11. Now, as can be seen, as far as the first four clauses of explanation i.e. (a) to (d) are concerned, they are by and large concerning matrimonial proceedings. However, Sub-clauses (e), (f) and (g) are concerning declaration of legitimacy of a person and concerning maintenance and guardianship. They are specifically included so that these kinds of controversies are also decided in the same Court rather than driving parties to file proceedings in the Civil Court for that purpose. As noted from the preamble, a Family Court is also a Court for resolving disputes relating to the family affairs and for matters connected therewith. A suit or proceeding for maintenance by the daughters against their father would certainly fall in Clause (f) of the Explanation to Section 7. On this question also, we are of the view that the controversy could be and was rightly taken to the Family Court.

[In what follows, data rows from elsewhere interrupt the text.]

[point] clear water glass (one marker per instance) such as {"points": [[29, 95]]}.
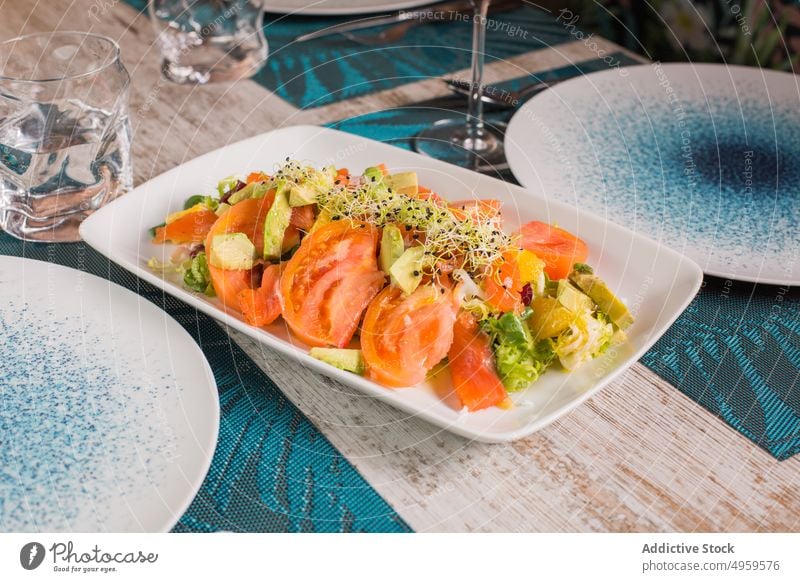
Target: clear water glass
{"points": [[64, 132], [206, 41]]}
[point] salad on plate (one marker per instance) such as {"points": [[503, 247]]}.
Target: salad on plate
{"points": [[382, 277]]}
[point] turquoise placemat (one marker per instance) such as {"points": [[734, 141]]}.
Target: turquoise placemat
{"points": [[332, 69], [735, 350], [272, 470]]}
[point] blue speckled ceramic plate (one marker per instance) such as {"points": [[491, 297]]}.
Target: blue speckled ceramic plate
{"points": [[108, 410], [703, 158]]}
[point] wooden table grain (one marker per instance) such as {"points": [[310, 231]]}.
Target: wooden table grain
{"points": [[639, 456]]}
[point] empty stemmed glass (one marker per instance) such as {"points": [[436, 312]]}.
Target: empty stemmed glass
{"points": [[469, 141], [207, 41]]}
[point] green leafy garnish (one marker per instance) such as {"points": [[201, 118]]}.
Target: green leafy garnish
{"points": [[208, 201], [227, 185], [152, 230], [520, 361], [197, 276]]}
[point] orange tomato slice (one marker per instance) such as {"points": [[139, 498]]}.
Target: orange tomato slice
{"points": [[246, 217], [475, 379], [262, 306], [329, 281], [559, 249], [503, 285], [303, 216], [404, 336]]}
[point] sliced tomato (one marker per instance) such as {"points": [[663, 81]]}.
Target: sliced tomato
{"points": [[404, 336], [559, 249], [189, 228], [480, 209], [329, 281], [246, 217], [262, 306], [257, 177], [475, 379], [503, 285], [228, 284]]}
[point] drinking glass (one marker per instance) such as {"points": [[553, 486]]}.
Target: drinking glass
{"points": [[64, 132], [468, 142], [206, 41]]}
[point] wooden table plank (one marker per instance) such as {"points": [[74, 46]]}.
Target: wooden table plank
{"points": [[640, 456]]}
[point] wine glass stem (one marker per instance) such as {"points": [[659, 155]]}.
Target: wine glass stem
{"points": [[475, 103]]}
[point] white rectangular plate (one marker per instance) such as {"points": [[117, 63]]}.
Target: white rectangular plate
{"points": [[656, 282]]}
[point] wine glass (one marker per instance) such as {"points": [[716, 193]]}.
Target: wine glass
{"points": [[469, 141], [207, 41]]}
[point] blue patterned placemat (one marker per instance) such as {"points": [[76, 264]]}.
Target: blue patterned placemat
{"points": [[272, 470], [332, 69], [735, 350]]}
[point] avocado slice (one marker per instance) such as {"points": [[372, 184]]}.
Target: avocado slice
{"points": [[406, 272], [373, 174], [275, 225], [252, 190], [232, 251], [595, 288], [403, 182], [571, 298], [344, 359], [392, 247]]}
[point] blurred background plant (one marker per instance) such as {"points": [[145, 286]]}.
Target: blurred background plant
{"points": [[745, 32]]}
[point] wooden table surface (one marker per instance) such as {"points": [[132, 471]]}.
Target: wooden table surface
{"points": [[640, 456]]}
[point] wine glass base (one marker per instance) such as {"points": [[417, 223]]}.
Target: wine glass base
{"points": [[447, 140]]}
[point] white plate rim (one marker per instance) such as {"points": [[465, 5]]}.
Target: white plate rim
{"points": [[92, 232], [177, 333], [339, 8], [516, 157]]}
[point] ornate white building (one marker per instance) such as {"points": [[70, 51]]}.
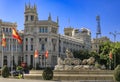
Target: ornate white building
{"points": [[43, 35]]}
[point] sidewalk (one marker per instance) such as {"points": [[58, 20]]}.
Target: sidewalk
{"points": [[26, 80]]}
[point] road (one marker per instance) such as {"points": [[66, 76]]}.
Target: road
{"points": [[26, 80]]}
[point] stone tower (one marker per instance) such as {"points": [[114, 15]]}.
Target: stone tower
{"points": [[98, 33]]}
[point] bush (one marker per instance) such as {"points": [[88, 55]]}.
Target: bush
{"points": [[117, 73], [19, 68], [47, 74], [5, 72]]}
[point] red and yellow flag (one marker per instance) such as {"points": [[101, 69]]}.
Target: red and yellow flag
{"points": [[16, 35], [36, 54], [46, 54], [3, 40], [110, 55]]}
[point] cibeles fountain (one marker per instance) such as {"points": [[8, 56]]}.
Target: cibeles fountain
{"points": [[71, 63]]}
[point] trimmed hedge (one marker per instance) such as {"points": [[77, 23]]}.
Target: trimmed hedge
{"points": [[47, 74]]}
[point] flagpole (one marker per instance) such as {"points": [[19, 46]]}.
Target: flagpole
{"points": [[2, 58], [12, 54]]}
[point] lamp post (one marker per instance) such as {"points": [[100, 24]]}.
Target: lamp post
{"points": [[114, 35]]}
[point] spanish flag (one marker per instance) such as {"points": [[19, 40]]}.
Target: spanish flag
{"points": [[110, 55], [3, 40], [46, 54], [36, 54], [16, 35]]}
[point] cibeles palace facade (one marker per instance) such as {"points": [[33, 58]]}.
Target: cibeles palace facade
{"points": [[41, 35]]}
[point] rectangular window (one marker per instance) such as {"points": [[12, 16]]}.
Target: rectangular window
{"points": [[46, 30], [26, 18], [32, 17]]}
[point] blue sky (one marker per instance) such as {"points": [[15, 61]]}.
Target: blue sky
{"points": [[82, 13]]}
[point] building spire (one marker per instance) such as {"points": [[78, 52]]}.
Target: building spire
{"points": [[98, 26], [49, 17], [57, 19]]}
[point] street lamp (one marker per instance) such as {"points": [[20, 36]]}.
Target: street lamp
{"points": [[114, 34]]}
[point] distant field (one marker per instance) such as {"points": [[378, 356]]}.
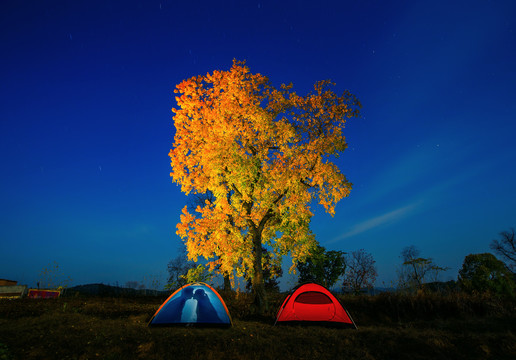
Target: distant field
{"points": [[390, 327]]}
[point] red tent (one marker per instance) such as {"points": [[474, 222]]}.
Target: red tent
{"points": [[313, 304]]}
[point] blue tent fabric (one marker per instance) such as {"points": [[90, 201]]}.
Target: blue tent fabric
{"points": [[193, 305]]}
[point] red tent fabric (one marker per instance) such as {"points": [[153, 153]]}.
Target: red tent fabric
{"points": [[313, 304]]}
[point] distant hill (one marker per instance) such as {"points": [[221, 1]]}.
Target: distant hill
{"points": [[109, 290]]}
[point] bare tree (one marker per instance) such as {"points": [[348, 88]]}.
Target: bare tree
{"points": [[361, 271], [506, 247]]}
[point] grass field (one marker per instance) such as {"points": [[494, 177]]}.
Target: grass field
{"points": [[390, 327]]}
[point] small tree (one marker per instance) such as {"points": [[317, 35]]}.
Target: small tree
{"points": [[360, 272], [323, 267], [485, 273], [266, 153], [415, 270], [51, 277], [178, 269], [506, 247]]}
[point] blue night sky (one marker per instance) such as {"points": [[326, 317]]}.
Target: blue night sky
{"points": [[86, 126]]}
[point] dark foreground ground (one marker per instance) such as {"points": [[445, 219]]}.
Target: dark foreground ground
{"points": [[390, 327]]}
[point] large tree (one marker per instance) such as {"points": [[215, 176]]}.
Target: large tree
{"points": [[485, 273], [265, 154], [322, 267], [506, 247]]}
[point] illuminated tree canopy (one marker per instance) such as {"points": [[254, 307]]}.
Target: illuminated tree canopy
{"points": [[264, 153]]}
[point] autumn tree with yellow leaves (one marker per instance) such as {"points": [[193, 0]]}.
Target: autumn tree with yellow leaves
{"points": [[264, 153]]}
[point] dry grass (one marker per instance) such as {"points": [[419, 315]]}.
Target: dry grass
{"points": [[390, 327]]}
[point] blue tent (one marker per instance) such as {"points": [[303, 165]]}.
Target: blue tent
{"points": [[193, 305]]}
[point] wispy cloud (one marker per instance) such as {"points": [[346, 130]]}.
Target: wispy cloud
{"points": [[389, 217]]}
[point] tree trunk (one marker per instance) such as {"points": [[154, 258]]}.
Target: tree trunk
{"points": [[260, 297]]}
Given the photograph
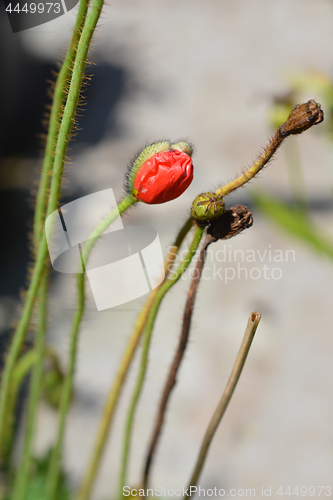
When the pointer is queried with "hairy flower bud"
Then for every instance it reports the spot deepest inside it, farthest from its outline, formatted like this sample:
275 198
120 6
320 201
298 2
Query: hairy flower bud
161 172
233 221
302 117
207 207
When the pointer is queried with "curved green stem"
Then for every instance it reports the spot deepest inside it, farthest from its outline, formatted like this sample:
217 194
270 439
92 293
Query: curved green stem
145 347
22 476
54 469
117 384
59 97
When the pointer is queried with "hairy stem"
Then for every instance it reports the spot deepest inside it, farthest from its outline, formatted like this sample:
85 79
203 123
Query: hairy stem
22 476
54 468
116 387
59 97
263 159
145 348
228 392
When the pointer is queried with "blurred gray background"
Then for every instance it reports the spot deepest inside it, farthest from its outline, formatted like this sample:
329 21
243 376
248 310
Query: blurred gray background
206 70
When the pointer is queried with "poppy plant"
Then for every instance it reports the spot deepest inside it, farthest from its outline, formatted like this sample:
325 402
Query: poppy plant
161 172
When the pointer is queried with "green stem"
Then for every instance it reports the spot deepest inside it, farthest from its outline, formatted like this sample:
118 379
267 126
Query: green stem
19 336
296 179
236 371
54 468
115 389
22 476
60 154
145 347
22 368
263 159
59 97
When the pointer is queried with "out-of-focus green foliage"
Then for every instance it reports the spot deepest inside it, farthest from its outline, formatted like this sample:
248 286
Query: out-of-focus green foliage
294 222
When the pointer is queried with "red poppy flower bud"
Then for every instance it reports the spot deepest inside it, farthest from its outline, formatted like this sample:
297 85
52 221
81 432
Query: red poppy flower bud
164 174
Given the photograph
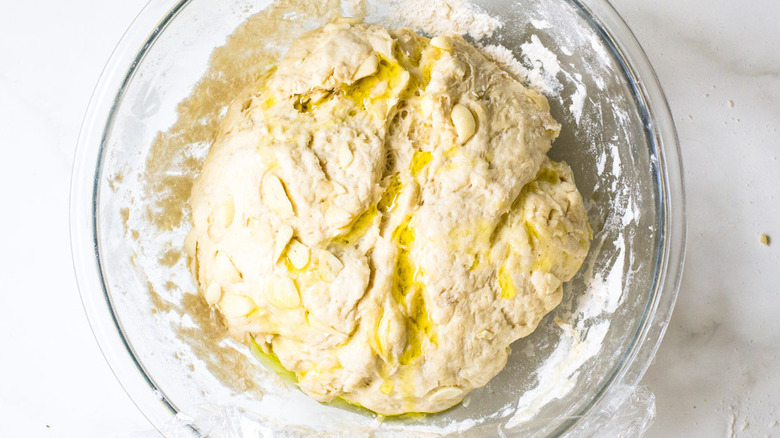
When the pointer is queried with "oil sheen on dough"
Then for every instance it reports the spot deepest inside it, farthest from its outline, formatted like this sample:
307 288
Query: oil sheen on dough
378 212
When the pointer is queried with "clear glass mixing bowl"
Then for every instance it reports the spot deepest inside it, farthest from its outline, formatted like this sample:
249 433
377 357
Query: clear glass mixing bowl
617 135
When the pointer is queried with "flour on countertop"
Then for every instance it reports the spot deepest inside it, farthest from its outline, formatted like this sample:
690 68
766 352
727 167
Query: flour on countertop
437 17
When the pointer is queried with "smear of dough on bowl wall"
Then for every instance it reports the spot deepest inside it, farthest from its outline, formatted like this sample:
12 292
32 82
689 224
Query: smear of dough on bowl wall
378 212
385 227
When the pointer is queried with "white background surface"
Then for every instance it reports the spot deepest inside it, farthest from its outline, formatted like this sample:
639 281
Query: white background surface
717 372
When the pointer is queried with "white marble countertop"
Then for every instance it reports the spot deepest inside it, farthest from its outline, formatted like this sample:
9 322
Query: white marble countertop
716 373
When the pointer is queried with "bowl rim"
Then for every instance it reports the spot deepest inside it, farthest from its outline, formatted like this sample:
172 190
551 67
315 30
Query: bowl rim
666 165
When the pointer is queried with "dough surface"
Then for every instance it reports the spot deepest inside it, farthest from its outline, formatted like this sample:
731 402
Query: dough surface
378 211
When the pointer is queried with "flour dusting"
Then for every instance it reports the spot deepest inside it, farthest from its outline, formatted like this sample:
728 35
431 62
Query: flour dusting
549 49
437 17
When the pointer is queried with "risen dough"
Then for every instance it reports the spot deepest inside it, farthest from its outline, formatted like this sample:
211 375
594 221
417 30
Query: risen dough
378 211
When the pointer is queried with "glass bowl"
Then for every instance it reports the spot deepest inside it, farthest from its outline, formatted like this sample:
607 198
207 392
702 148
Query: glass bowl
142 141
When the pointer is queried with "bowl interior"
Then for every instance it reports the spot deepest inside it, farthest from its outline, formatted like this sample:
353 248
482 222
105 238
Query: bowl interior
158 134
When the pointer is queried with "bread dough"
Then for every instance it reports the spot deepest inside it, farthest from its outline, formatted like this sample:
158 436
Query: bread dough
378 211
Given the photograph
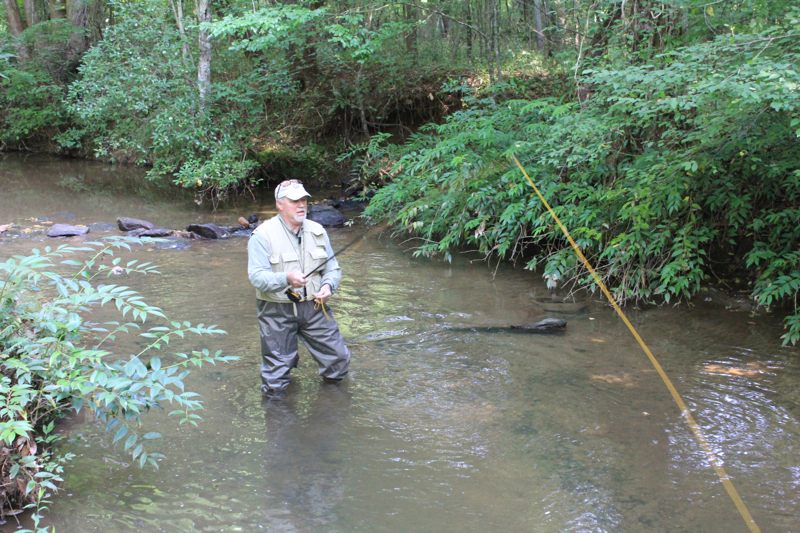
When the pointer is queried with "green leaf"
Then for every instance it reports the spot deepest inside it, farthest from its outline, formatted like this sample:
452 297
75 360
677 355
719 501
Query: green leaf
121 432
131 441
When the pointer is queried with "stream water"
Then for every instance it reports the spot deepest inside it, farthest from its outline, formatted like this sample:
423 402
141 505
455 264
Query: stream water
437 430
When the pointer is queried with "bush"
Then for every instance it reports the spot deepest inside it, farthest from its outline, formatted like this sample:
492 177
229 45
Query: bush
53 361
671 172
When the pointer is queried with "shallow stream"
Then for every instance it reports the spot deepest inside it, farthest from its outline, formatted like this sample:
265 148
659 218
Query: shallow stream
437 430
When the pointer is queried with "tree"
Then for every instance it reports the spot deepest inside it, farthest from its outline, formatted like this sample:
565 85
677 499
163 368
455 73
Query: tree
204 63
15 28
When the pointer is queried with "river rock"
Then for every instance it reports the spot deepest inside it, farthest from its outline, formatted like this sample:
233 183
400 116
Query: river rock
102 226
207 231
326 215
130 224
65 230
548 324
173 244
157 232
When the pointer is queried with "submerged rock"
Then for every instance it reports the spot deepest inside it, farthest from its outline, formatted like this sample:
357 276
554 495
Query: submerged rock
173 244
102 226
548 324
326 215
130 224
65 230
208 231
157 232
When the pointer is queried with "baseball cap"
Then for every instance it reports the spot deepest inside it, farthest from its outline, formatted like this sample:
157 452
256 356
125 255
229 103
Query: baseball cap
291 189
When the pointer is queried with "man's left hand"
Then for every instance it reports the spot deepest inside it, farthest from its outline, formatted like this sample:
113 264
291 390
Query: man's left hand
324 293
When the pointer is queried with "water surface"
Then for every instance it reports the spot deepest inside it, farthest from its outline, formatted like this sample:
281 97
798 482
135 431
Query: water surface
437 430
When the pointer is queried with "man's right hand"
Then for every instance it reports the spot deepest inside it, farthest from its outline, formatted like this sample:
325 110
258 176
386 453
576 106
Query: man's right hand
296 279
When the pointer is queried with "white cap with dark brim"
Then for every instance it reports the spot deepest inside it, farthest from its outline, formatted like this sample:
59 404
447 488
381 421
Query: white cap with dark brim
293 191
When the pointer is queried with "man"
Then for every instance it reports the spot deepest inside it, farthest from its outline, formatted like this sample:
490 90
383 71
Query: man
280 252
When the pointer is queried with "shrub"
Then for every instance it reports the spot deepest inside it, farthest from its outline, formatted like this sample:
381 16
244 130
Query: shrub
53 360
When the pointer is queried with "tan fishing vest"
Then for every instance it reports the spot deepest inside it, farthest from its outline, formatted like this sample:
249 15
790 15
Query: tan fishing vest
287 256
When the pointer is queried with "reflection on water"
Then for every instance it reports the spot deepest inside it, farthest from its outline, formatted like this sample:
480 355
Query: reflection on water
438 430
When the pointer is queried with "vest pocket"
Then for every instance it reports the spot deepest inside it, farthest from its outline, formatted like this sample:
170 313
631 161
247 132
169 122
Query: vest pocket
290 262
318 256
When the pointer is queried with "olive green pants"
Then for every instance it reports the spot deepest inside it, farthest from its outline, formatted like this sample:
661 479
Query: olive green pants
280 327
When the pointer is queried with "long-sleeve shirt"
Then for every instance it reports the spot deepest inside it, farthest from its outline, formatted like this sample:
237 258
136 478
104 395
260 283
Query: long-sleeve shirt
264 279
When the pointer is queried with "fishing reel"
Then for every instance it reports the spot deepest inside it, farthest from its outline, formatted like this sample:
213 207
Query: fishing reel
293 296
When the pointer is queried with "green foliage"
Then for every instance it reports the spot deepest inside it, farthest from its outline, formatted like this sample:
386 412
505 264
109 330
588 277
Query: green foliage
31 103
136 101
670 171
53 359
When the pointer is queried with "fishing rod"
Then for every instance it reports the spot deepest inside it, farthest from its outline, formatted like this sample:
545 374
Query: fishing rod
294 296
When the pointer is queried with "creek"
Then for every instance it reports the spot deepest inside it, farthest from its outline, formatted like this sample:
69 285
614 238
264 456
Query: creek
440 428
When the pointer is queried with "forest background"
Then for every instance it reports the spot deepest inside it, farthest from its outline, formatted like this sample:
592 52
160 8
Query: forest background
665 134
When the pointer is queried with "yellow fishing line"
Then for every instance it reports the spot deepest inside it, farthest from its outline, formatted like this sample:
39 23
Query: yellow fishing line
712 458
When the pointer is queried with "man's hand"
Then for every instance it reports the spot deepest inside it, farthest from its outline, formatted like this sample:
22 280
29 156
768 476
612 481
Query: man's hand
324 293
296 279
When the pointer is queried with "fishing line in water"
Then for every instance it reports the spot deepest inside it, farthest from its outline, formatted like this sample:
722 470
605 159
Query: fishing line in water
712 458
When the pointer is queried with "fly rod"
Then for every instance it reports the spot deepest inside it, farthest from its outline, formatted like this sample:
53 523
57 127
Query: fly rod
294 296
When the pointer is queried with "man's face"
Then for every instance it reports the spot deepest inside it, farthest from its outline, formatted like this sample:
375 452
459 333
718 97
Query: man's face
293 211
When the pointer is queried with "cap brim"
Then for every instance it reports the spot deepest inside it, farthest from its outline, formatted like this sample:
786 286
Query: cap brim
295 194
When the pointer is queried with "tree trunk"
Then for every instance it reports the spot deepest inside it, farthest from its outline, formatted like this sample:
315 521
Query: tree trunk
496 36
177 10
204 63
469 31
30 12
411 36
537 21
15 28
83 15
58 9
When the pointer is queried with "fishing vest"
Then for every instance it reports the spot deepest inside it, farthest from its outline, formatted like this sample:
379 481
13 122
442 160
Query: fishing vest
285 255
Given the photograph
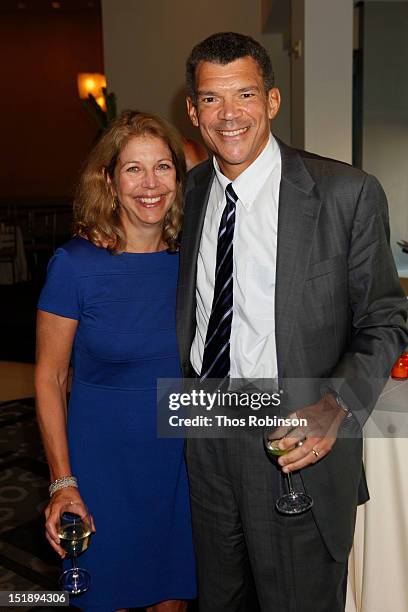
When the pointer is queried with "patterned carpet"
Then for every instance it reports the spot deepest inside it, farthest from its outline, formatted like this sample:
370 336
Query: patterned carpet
27 562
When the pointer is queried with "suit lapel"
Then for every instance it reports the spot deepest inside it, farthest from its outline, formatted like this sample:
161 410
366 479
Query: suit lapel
299 209
195 209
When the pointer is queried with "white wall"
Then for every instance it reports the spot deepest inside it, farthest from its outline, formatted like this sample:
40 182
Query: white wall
328 65
385 112
146 44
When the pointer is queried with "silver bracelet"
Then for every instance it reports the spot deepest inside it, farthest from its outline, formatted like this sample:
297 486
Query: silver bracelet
62 483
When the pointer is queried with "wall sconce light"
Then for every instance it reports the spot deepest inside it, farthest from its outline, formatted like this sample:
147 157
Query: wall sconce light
92 83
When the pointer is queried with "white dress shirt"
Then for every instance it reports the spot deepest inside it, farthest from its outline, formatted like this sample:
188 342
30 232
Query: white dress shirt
253 344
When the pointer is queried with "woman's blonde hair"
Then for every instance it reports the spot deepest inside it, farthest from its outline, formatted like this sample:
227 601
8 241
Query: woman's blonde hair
95 209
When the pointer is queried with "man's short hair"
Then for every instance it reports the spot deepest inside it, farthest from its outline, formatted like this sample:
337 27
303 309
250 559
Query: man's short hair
224 48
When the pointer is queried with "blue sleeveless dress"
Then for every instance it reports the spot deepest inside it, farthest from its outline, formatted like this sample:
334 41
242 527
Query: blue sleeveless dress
134 484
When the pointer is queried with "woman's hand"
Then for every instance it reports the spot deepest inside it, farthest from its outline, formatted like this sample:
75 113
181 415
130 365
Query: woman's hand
67 495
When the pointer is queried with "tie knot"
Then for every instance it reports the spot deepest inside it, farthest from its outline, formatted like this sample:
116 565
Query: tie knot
230 194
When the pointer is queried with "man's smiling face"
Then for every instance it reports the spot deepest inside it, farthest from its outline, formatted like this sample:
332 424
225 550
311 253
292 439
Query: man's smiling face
233 112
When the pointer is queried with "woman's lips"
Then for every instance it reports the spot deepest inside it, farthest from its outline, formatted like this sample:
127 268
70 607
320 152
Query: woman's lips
150 201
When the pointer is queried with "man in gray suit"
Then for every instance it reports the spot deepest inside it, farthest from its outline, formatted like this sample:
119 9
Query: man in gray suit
285 272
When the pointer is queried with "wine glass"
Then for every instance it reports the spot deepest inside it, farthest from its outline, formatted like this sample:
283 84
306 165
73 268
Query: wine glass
74 531
292 502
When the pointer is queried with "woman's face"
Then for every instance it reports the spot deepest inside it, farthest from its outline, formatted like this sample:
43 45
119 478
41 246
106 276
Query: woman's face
145 181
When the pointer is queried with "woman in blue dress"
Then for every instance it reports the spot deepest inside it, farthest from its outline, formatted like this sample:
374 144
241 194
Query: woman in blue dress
108 307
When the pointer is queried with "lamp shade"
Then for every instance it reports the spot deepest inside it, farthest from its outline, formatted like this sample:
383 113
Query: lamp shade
91 83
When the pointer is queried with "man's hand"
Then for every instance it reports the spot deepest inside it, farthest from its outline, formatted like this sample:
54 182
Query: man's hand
311 442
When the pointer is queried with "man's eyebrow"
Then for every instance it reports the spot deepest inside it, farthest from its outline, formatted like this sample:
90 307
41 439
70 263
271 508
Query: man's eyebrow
208 92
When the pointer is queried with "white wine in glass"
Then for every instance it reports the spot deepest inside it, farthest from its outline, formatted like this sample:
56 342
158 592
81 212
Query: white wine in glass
292 502
74 531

12. In the circumstances, we are of the view that the learned Judge was in error in coming to the conclusion that the petitions did not disclose any causes of action. Mr. Anturkar has drawn our attention to paragraph 17 of the petitions which in clear terms states that both the daughters are not gainfully employed anywhere and, therefore, they were in need of assistance from their father. Mr. Patil, the learned Counsel for the respondent, submitted that both the husband and wife were financially well off and the daughters had a good fund at their disposal. Mr. Anturkar denied the submission as far as the daughters (i.e. the petitioners) are concerned and submitted that the maintenance amount required will have to be related to the status to which the parties are accustomed to and it is in that context that one will have to see as to whether the petitioners were able to maintain themselves out of their earnings or property. In our view, the submission of Mr. Anturkar requires acceptance. In view of the averments in the petitions, it could not be said that the petitions did not disclose any cause of action. The learned Judge has erred in holding to the contrary. Besides, the required maintenance will relate to the status of the parties. The Judge will have to decide the petitions in that context and the sufficiency of their earnings or property, if any, for that purpose. We, therefore, set aside this order passed by the learned Judge of the Family Court, Pune, dismissing both these petitions. We allow both these Appeals. Both these petitions bearing Nos. P.C. No. 24 of 2001 and P.C. No. 25 of 2001 will stand restored to the file of the Family Court. The learned Judge will now proceed to decide in the light of above discussion as to whether any maintenance should be awarded to the petitioners and if so, what amount. There will be no order as to costs. The learned Judge will endeavour to hear and decide both these petitions expeditiously.